[ale] hack attempts

James Baldwin jbaldwin at antinode.net
Sat Feb 12 14:33:44 EST 2005


On 11 Feb 2005, at 20:19, Michael H. Warfield wrote:

> IPv6 EUI (local host) addresses have the same bit space as an md5
> checksum and we rely on people NOT being able to forge md5 sums  
> OFF-LINE
> (and scanning would have to be ON-LINE and very noisy).

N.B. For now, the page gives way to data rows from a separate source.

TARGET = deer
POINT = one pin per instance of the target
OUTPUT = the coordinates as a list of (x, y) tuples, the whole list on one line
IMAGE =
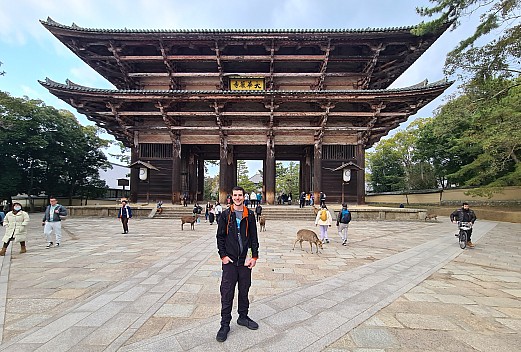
[(191, 219)]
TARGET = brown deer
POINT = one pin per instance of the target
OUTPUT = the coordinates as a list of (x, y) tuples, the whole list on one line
[(262, 223), (310, 236), (191, 219), (431, 216)]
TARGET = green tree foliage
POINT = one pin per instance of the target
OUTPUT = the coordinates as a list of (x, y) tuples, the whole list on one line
[(386, 166), (494, 49), (243, 178), (286, 178), (474, 141), (495, 136), (43, 149)]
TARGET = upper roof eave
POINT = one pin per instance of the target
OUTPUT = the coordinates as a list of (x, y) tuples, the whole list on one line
[(51, 24), (50, 84)]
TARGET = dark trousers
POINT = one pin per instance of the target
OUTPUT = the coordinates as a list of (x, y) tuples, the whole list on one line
[(124, 221), (232, 275)]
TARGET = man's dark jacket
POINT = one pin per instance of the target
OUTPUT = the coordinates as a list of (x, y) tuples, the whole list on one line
[(227, 238), (463, 215)]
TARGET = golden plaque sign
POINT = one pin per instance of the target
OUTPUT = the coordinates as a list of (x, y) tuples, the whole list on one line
[(245, 83)]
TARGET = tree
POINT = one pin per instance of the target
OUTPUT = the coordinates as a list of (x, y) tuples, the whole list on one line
[(243, 179), (46, 150), (287, 178), (499, 28), (386, 167)]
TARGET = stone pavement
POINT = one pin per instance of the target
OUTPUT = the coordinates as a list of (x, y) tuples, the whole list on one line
[(397, 286)]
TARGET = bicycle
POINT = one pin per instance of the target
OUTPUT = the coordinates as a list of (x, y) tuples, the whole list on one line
[(462, 235)]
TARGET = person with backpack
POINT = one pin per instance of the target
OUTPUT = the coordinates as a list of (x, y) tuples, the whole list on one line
[(236, 236), (342, 222), (323, 219), (258, 211)]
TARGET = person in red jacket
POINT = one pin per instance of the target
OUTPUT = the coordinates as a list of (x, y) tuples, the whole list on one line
[(236, 234)]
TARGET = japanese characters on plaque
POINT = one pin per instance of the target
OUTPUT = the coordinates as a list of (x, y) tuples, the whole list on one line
[(246, 83)]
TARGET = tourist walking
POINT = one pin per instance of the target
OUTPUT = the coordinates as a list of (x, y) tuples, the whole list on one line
[(125, 213), (15, 222), (236, 234), (323, 220), (218, 211), (258, 211), (342, 222), (253, 199), (52, 222)]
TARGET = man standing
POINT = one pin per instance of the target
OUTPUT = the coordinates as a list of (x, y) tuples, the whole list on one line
[(253, 198), (342, 222), (236, 233), (464, 214), (52, 222), (125, 213)]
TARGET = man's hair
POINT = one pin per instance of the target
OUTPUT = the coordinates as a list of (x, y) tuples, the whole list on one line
[(238, 188)]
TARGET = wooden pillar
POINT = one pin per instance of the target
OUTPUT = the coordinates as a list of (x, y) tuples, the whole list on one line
[(360, 175), (192, 176), (269, 171), (226, 170), (306, 171), (200, 179), (317, 167), (176, 168), (134, 174)]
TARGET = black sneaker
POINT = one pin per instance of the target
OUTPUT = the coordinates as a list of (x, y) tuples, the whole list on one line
[(246, 321), (222, 334)]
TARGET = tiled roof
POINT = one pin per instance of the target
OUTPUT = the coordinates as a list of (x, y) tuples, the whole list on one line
[(51, 23), (74, 87)]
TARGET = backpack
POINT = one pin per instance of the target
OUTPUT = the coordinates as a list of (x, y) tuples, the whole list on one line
[(323, 215), (346, 216)]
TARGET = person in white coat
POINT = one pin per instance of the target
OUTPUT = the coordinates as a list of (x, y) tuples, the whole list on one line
[(16, 222), (323, 220)]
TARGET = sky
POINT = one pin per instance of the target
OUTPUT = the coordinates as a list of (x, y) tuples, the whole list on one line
[(29, 52)]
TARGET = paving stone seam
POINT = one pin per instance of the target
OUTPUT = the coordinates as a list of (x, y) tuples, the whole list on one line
[(120, 341), (4, 280), (194, 248), (443, 243)]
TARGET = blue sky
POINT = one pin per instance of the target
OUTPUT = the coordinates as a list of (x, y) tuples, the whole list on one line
[(30, 53)]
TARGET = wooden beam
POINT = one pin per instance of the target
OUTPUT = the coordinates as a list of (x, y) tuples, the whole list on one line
[(320, 81), (242, 74)]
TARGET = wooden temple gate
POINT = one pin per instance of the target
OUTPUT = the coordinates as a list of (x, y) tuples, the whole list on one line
[(319, 97)]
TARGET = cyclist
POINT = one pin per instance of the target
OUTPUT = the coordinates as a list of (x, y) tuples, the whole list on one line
[(464, 214)]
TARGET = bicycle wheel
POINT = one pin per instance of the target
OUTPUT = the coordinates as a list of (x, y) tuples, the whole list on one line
[(462, 239)]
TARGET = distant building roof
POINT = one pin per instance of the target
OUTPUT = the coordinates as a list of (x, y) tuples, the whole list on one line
[(110, 176)]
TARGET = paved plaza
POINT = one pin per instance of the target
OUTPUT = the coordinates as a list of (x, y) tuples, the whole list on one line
[(397, 286)]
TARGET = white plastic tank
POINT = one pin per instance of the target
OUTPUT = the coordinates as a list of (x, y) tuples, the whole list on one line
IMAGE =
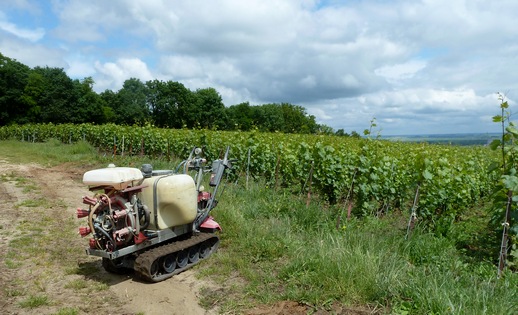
[(116, 177), (176, 200)]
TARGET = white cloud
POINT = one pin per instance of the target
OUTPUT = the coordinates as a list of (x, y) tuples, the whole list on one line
[(413, 65), (32, 35)]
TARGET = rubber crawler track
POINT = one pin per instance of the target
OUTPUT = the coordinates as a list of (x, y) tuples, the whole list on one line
[(144, 261)]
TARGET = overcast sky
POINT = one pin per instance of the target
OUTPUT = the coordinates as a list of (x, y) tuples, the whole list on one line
[(417, 66)]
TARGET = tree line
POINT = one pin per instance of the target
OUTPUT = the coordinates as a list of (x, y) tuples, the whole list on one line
[(49, 95)]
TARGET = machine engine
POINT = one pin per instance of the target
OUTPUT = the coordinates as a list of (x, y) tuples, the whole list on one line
[(156, 223)]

Yes, its is very noisy but without anomaly detection at the edge, that  
is at the source end, it will be more difficult to detect this if the  
scanner isn't targeting a specific range. That is to say,  
administrative boundaries will make termination of the scanner much  
more difficult unless there is detection near the source. This isn't  
difficult it just needs to become standard operating procedure to  
monitor outbound client traffic. Note, I am not yet making an argument  
for or against the practicality of IPv6 scanning, just noting that I  
doubt people will stop IPv6 scanning regardless of its practicality or  
impracticality unless an interruption is caused by the provider.

> Not a prayer.  16 billion billion addresses in each subnet.  THINK
> ABOUT IT.  Not a prayer.  Not even for a stage three civilization
> spanning the galaxy.  How are you going to drive the host density on a
> single subnet high enough to be worth while to be scanned?

You do not have to scan 16 billion billion addresses. The prevalence of  
convenient numbering schemes, autoconfiguration, the near term  
necessity of dual-stack networks, and the local subnets can quickly  
reduce the size of the range intended for scanning.

http://www.6net.org/publications/standards/draft-chown-v6ops-port- 
scanning-implications-00.txt

Tim Chown suggests that in the instance of IPv6 autoconfiguration these  
ranges can be reduce to as much as 24 bits.

Aside from that, I agree. I doubt scanning of IPv6 ranges will ever  
become a viable mean for locating target hosts and my response was more  
a qualification of that statement rather than an argument for the  
practicality of scanning IPv6 ranges.